So there we have the unpaved African high mountain pass that I was looking for. The rock spraypainted in pink formed part of some kind of finish line. Perhaps there's been an MTB race there.

The piste for the descent was even worse than the one for the climb:
This is good stuff for a technical downhill rider, not for a trekking bike loaded with full intercontinental camping gear. While downhill mountain biking is considered an extreme sport, doing it with my bike is more like chess: planning your strategy in advance and executing it with slow, controlled, steady movements.
It does help to empty the mind: you have to plan your line, watch for little rocks, steer, brake and pedal. The pedaling has to provide traction at the right times, but not make the bike go so fast that the bags fall off at the bumps.

Then, coming around a corner, I see some bags and gas canisters on the piste.
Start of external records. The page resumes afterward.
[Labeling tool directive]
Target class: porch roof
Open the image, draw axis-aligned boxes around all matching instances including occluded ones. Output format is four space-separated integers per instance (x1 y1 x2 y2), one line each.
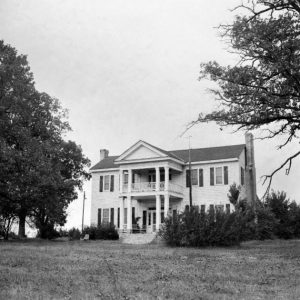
90 144 246 171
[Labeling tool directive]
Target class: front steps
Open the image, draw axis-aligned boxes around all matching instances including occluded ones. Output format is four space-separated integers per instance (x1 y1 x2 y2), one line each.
120 233 156 245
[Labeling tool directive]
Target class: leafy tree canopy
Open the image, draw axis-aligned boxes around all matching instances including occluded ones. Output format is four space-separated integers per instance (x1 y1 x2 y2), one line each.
0 41 90 236
196 0 300 192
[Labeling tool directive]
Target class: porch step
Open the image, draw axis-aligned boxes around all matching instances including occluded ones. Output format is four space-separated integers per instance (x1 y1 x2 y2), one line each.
120 233 156 245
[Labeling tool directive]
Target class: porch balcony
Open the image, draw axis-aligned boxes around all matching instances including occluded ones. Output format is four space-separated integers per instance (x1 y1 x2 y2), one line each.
123 181 183 195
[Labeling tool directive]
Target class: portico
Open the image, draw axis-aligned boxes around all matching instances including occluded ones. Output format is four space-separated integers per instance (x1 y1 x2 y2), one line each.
119 165 183 232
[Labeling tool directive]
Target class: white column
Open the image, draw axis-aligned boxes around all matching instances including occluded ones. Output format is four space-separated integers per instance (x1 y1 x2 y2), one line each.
127 195 132 233
165 167 169 191
156 195 161 231
155 167 160 192
164 193 170 218
120 169 124 193
120 197 124 230
128 169 132 193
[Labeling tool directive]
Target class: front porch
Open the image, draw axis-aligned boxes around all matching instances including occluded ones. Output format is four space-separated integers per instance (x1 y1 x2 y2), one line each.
119 195 182 234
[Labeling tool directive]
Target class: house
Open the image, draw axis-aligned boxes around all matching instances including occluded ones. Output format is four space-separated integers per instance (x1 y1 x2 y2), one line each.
90 134 256 233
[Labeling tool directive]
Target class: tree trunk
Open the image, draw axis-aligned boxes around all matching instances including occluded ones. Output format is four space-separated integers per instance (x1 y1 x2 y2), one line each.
18 213 26 238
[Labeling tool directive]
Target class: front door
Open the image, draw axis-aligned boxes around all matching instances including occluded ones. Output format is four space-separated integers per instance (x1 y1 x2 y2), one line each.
147 210 156 233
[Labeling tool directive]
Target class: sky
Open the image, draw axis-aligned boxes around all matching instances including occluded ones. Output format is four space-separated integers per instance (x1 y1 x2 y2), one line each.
0 0 300 228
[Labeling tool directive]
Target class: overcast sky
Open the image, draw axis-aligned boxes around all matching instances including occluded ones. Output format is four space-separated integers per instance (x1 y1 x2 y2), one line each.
0 0 300 227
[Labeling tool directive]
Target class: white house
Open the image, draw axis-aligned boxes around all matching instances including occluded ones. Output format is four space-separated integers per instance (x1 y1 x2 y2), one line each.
90 134 255 232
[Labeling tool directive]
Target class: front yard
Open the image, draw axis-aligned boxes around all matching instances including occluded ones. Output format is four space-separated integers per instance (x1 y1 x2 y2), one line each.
0 240 300 299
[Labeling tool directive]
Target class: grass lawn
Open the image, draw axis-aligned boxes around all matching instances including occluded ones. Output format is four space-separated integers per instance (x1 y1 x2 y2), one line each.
0 240 300 299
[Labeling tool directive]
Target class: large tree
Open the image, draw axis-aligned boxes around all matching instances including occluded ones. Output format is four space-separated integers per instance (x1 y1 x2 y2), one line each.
195 0 300 194
0 41 89 236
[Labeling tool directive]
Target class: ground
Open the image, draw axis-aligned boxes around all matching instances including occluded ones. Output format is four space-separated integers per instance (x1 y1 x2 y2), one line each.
0 240 300 299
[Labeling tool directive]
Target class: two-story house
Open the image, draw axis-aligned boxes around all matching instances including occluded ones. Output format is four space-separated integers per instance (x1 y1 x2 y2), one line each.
90 134 256 232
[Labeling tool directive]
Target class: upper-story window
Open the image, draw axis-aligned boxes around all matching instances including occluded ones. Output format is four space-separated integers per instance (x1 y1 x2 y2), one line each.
241 167 245 185
104 175 110 192
210 166 228 185
99 175 115 192
186 169 203 187
186 169 198 187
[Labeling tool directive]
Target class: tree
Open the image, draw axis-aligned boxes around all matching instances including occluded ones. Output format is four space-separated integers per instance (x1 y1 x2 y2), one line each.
190 0 300 195
0 41 89 236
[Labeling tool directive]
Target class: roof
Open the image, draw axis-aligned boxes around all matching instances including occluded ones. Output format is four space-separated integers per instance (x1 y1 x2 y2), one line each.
90 144 245 170
170 144 246 162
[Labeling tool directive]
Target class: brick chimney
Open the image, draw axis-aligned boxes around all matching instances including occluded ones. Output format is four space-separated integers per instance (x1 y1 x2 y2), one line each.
100 149 108 161
245 132 256 207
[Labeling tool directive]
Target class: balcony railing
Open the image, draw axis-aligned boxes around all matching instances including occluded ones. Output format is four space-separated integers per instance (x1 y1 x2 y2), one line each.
123 181 183 194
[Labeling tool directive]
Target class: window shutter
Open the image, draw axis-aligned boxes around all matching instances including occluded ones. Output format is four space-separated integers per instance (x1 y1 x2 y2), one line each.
226 204 230 213
99 176 103 192
110 175 115 192
199 169 203 186
210 168 215 185
110 207 115 225
224 166 228 184
98 208 101 226
186 170 190 187
132 207 135 224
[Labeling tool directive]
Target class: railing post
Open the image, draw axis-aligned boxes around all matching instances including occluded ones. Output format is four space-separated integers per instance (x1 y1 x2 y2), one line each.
128 169 132 193
155 167 160 192
165 167 169 191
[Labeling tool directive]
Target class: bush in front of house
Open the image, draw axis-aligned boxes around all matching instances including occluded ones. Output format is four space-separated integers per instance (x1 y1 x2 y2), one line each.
83 223 119 240
68 227 81 241
159 207 242 247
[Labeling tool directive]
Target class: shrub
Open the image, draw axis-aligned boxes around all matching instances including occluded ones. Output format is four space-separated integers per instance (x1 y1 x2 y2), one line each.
83 223 119 240
37 223 60 240
68 227 81 241
159 207 241 247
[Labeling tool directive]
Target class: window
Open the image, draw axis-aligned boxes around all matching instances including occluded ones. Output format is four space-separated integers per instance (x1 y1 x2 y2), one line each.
199 169 203 186
241 167 245 185
99 175 115 192
124 208 127 224
215 204 224 212
210 166 228 185
103 208 109 224
216 167 223 184
226 204 230 213
104 175 109 191
98 208 101 226
123 173 128 184
186 169 198 187
201 204 205 213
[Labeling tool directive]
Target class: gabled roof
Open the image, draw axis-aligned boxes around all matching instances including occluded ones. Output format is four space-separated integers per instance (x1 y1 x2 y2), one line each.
90 156 119 170
90 141 245 170
116 140 183 162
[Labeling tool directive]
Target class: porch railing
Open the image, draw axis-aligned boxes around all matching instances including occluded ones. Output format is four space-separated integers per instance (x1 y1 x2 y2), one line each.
123 181 183 194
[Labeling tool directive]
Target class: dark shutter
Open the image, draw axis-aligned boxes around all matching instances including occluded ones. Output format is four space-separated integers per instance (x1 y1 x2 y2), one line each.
199 169 203 186
143 210 147 229
99 176 103 192
98 208 101 226
110 207 115 225
241 167 245 185
110 175 115 192
226 204 230 213
132 207 135 224
186 170 190 187
201 204 205 213
224 166 228 184
210 168 215 185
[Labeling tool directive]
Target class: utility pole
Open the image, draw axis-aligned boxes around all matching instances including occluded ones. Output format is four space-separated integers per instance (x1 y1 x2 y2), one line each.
81 192 86 233
188 135 193 210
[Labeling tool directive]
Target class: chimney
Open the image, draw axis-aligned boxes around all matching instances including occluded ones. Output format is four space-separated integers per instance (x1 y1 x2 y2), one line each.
245 132 256 208
100 149 108 161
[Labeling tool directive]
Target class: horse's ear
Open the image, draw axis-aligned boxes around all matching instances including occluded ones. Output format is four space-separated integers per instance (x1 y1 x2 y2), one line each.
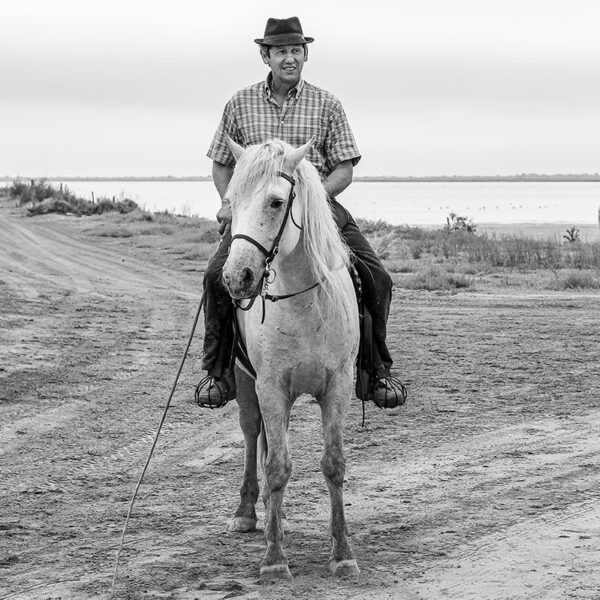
227 136 244 161
284 135 315 173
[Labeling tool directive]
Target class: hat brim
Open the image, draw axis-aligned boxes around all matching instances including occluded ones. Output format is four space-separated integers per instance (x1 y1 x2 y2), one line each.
254 33 315 46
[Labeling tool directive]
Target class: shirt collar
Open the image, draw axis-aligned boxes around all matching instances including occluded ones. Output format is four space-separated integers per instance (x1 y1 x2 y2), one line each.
265 72 304 98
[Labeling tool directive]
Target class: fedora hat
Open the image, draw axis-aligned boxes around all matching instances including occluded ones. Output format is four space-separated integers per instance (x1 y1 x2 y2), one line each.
254 17 315 46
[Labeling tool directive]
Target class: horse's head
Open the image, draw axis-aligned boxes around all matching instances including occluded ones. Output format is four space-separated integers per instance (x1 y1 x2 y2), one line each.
223 140 312 299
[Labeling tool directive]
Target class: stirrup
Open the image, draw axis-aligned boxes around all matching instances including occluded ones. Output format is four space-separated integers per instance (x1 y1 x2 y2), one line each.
371 376 408 408
194 375 232 408
356 371 408 408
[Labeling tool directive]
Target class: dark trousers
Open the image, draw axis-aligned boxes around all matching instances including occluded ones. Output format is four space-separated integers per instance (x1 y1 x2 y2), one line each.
202 200 392 378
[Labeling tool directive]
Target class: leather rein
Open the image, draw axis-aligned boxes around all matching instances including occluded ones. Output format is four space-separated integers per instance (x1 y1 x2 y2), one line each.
231 171 319 324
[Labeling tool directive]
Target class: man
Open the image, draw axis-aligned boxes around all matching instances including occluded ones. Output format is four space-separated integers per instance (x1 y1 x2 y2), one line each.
196 17 406 408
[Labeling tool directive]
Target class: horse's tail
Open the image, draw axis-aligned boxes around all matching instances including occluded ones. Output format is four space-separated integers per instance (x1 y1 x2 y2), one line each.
258 417 269 476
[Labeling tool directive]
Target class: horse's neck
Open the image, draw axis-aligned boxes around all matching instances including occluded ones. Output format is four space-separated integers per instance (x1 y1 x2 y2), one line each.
273 235 316 294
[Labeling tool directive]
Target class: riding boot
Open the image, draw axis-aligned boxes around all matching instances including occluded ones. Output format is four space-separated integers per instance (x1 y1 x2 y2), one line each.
196 233 235 408
331 199 406 408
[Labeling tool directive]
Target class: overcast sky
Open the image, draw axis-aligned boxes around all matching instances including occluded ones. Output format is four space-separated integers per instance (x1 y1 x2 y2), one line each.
0 0 600 176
Looking around, I also see 2 mules on one side of the piste and a helpless girl of about ten years old on the other side. She is covering her face with her hands.
Shit. I have to help her. Get the baggage back on the mules. But how? Until two weeks ago, I knew mules only from history books. I can't see how the bags were supposed to fit and what made the whole thing fall apart.
Happily, after maybe half a minute, a small motorcycle appears from the opposite direction. The rider is the kind of old-fashioned farmer who does not blink his eyes, and speaks soothing words in Berber to the mules as he loads the stuff on their backs again. I offer him my supply of packing material, and the tie-wraps come in truly handy, so I also get a bit of the savior role too in the end.
Then, also a woman who is presumably the mother of the girl appears. We exchange thanks and everyone continues in his own direction with a great smile on his face.

I do not make much progress and around 15:30 I am still 27 km away from Nekob, the planned end point, and there is a fierce headwind. I pass by the auberge near the Bab-n-Ali, a famous peak formation, and after initially riding on I return to it to stay there for the night. The auberge is 27 km away from the nearest paved road, is not hooked up to the electricity grid , and has no heating against the cold winter nights in the mountains. To counter this, they have a solar panel and the pisé walls retain the afternoon heat very well. My room looks like this:

The owner is a modest and honest man. Youssif told me that the three tourist accomodations along the piste have to live off 2 4WDs and 1 motorcycle per day on average. The auberge owner confirms this. He says that earning a living here is hard at times. Still, when a convoy of two large French 4WDs with 8 people passes by, and they stop to ask how far the paved road still is, he says: "27 km. Good piste from here on."

 12th of November: before Nekob - Tamnougalt

The piste is indeed good, and offers spectacular views over a canyon-like valley with a green bottom. I reach  Nekob around 10:00 so I can get some more supplies again. From Nekob on, I follow main roads through the river valleys in the desert. Where these valleys are wide and flat, the river water, coming from the Atlas, is diverted with irrigation canals to forests of date palms. It makes for the beautiful view where you have a lush green palm forest at the bottom, then earth-colored ksar villages above that, and above that the huge earth-colored mountains. I already had pictures of such valleys last week, but now I also have them from the inside:

After taking a small road on the opposite site of the river from the main road Zagora - Agdz, I ended up spending the night in this riad (cosy bed-and-breakfast in historical building) in Tamnougalt. This happened so because the guide for the famous Tamnougalt kashbah lured me into it, insisting for example that I take my bike into the narrow village alleys, so that of course I won't feel like manouvering it out again in the dying minutes of the afternoon.
Nevertheless, it was a very nice place. The house is owned by a French woman, who happened to be present with a friend, and managed and restored by Mustafa, a man from Ouarzazate. We had dinner together, talking about the history and about the dates that are grown there. The box I'd bought on the bridge over the river Drâa contained probably the first dates I'd ever eaten in my life. They're like bananas: sugar and starch. The difference is that a banana has a skin and dates have a stone.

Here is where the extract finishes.